How is he hiding his sadness? Like many of his fellow sadsters in Starfleet, M’Benga focuses pretty ruthlessly on work, pouring his free-floating care for others and his own grief into helping his patients. He’s also an A+ friend and mentor to Nurse Chapel and a skilled martial artist. “Under the Cloak of War” is reminiscent of the more serious episodes of M*A*S*H, making me think it would be a good idea for Starfleet Command to establish a corps of psychological health officers to make the rounds of the fleet to check in on and treat Klingon War veterans. Wouldn’t a Sidney Freedman–type character fit nicely into this ensemble?

Photo: Marni Grossman/Paramount+/Marni Grossman/Paramount+

Is she sad? Oh, my, yes. This poor woman is the saddest tough cookie.

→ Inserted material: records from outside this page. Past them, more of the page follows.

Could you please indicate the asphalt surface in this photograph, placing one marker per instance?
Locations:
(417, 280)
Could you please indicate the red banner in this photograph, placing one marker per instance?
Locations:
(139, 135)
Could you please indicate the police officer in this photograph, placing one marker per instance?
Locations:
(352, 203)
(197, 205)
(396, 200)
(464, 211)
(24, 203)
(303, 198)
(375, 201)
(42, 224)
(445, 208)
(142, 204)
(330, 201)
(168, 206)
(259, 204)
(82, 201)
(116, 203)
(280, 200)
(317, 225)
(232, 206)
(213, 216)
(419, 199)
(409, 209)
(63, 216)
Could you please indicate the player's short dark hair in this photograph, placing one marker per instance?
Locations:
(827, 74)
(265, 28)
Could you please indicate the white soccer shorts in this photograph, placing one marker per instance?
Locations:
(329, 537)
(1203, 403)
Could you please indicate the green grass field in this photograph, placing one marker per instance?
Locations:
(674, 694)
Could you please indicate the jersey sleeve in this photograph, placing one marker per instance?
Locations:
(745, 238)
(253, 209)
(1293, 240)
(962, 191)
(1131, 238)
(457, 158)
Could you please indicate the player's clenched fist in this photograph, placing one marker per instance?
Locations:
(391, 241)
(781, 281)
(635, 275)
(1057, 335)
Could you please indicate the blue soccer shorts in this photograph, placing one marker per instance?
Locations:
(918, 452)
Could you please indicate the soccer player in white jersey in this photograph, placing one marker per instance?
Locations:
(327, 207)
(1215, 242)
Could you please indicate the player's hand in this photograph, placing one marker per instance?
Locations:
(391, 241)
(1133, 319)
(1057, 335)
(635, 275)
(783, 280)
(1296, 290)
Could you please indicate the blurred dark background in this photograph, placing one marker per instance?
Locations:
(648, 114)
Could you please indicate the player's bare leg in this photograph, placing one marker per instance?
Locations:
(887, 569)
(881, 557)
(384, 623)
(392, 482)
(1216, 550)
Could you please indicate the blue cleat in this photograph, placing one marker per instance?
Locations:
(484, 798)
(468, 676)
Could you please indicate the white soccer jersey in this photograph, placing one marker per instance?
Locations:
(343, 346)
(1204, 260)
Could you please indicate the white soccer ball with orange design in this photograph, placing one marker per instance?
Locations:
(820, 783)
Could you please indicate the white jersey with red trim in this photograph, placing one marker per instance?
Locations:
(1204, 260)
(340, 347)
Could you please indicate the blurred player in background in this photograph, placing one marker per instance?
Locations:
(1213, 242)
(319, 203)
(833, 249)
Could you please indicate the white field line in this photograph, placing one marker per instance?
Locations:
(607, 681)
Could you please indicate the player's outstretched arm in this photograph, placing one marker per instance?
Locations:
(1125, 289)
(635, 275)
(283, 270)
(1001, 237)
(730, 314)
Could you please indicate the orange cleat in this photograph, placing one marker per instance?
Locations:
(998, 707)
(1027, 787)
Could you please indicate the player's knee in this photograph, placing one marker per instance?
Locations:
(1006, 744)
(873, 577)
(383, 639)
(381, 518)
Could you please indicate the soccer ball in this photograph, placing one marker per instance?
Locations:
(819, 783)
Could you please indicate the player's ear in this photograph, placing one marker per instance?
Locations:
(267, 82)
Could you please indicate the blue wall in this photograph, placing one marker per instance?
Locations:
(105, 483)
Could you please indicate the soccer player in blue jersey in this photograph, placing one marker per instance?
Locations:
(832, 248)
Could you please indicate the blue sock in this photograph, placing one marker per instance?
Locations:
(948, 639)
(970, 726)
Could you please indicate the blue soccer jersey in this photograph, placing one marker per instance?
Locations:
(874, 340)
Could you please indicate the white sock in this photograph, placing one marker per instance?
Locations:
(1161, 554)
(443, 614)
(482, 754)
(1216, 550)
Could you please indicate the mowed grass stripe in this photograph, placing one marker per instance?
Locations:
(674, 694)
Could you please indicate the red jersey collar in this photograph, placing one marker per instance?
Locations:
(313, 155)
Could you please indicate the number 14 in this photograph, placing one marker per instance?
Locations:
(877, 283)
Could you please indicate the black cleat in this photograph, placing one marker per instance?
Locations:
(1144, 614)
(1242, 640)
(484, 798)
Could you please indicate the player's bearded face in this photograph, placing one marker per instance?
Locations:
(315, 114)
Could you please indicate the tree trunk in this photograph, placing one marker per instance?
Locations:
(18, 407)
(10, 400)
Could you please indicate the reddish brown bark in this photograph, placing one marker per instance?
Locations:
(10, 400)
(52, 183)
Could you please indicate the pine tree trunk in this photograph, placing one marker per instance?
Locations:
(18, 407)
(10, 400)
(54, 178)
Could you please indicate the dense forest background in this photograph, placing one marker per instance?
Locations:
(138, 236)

Why is she sad? How much time do you have? First of all, she’s her family’s sole survivor of a gruesome attack by the Gorn. All she has left of her parents and brother are her memories and her surname, but even that’s a source of terrible pain, grief, and shame. To be a Noonien-Singh is to walk around with a big flashing sign reading “DESCENDENT OF A TYRANNICAL EUGENICIST MANIAC” over her head. Not unrelatedly, she’s also been dragging her own heart around since meeting, falling for, and losing Jim Kirk in the alternate-timeline episode “Tomorrow and Tomorrow and Tomorrow.” Her pain has been multiplied and basically unprocessed because the laws of wibbly-wobbly timey-wimey stuff prevent her from speaking of it to a single creature.

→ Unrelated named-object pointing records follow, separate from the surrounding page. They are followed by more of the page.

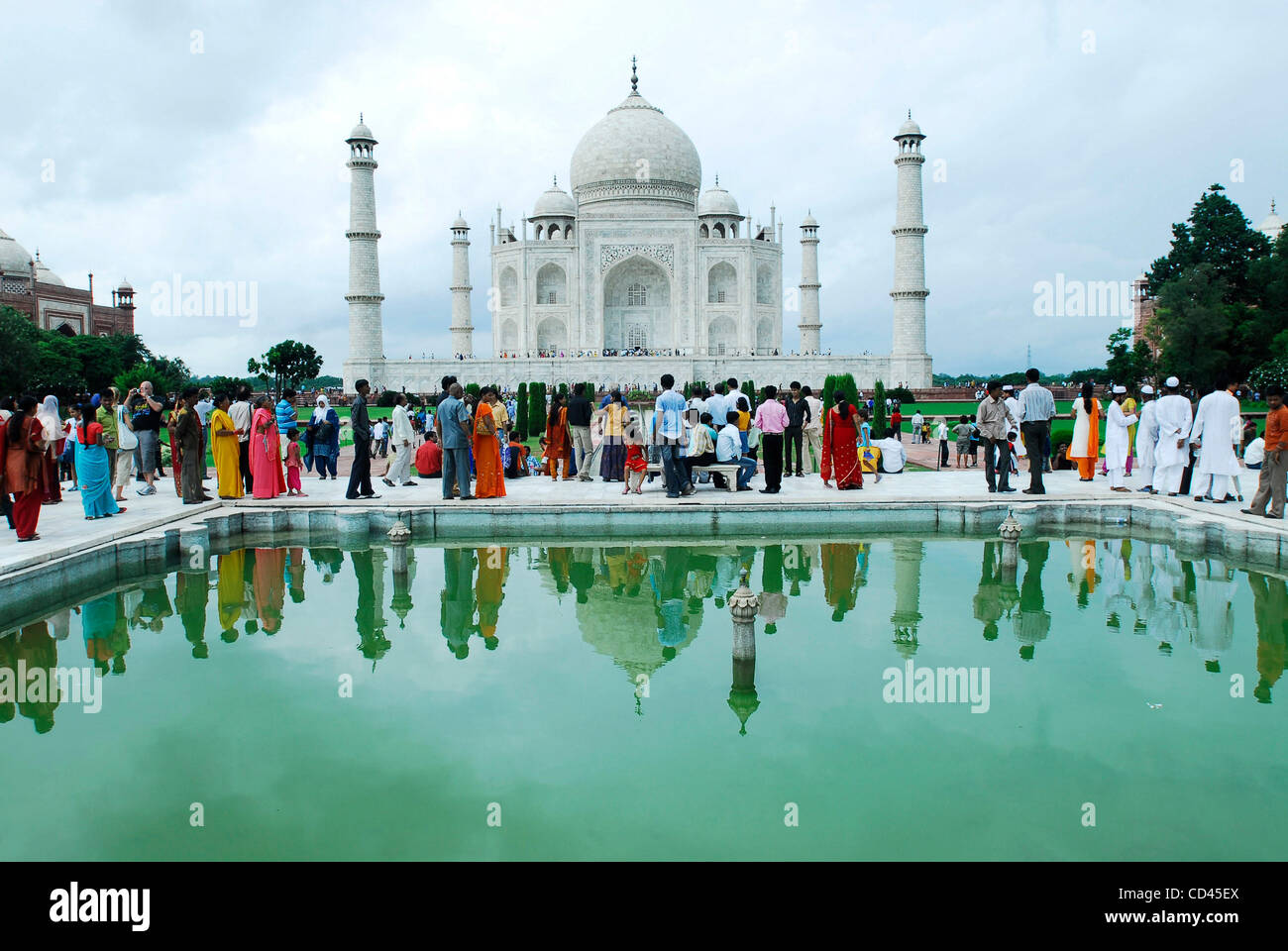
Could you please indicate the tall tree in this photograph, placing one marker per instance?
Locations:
(287, 364)
(1216, 234)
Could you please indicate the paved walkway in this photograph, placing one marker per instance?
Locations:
(64, 531)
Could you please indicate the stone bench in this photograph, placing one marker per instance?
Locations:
(728, 470)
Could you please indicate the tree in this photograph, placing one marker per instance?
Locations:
(536, 407)
(520, 411)
(1193, 322)
(165, 373)
(286, 364)
(879, 418)
(1218, 234)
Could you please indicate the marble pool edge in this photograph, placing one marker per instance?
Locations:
(187, 541)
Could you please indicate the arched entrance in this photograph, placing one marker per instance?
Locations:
(636, 305)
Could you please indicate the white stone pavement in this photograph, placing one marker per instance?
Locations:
(63, 528)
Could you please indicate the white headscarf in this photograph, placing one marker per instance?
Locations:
(51, 419)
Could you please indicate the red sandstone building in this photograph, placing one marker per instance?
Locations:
(33, 289)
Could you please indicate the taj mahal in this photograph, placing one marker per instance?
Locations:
(638, 272)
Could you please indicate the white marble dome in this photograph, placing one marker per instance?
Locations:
(635, 138)
(1271, 224)
(13, 257)
(554, 202)
(717, 201)
(44, 274)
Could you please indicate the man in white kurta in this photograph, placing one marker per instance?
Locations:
(1013, 403)
(1117, 440)
(400, 442)
(1146, 436)
(1211, 436)
(1171, 453)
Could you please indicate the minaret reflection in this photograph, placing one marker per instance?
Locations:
(191, 595)
(370, 617)
(742, 692)
(907, 594)
(1270, 608)
(1031, 621)
(988, 591)
(1214, 596)
(404, 573)
(456, 608)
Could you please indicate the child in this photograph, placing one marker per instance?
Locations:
(962, 432)
(636, 463)
(294, 463)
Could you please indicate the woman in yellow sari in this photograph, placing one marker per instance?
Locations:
(223, 437)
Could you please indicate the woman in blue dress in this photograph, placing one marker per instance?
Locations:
(323, 428)
(91, 467)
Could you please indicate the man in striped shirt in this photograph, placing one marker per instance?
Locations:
(1037, 409)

How does she hide her sadness? Excruciating professionalism and reserved decorum to the rescue! She’s got an “Elinor Dashwood in Space” routine down to a science — basically, Be Like Una, Only More So — but as she learned through her big solo ballad, “How Would That Feel,” and then through the sisterly advice of Una’s “Keeping Secrets” in “Subspace Rhapsody,” that can only take her so far. Christina Chong, who plays La’an with such sensitivity, remarked in a recent episode of “The Ready Room” that viewers can expect to see a somewhat changed La’an going forward. She has more than earned some carefree times, and to see her take a chance or two — for romance, or just for fun, because she can — would be such a refreshing and heartwarming treat after the intense suffering of the last two seasons.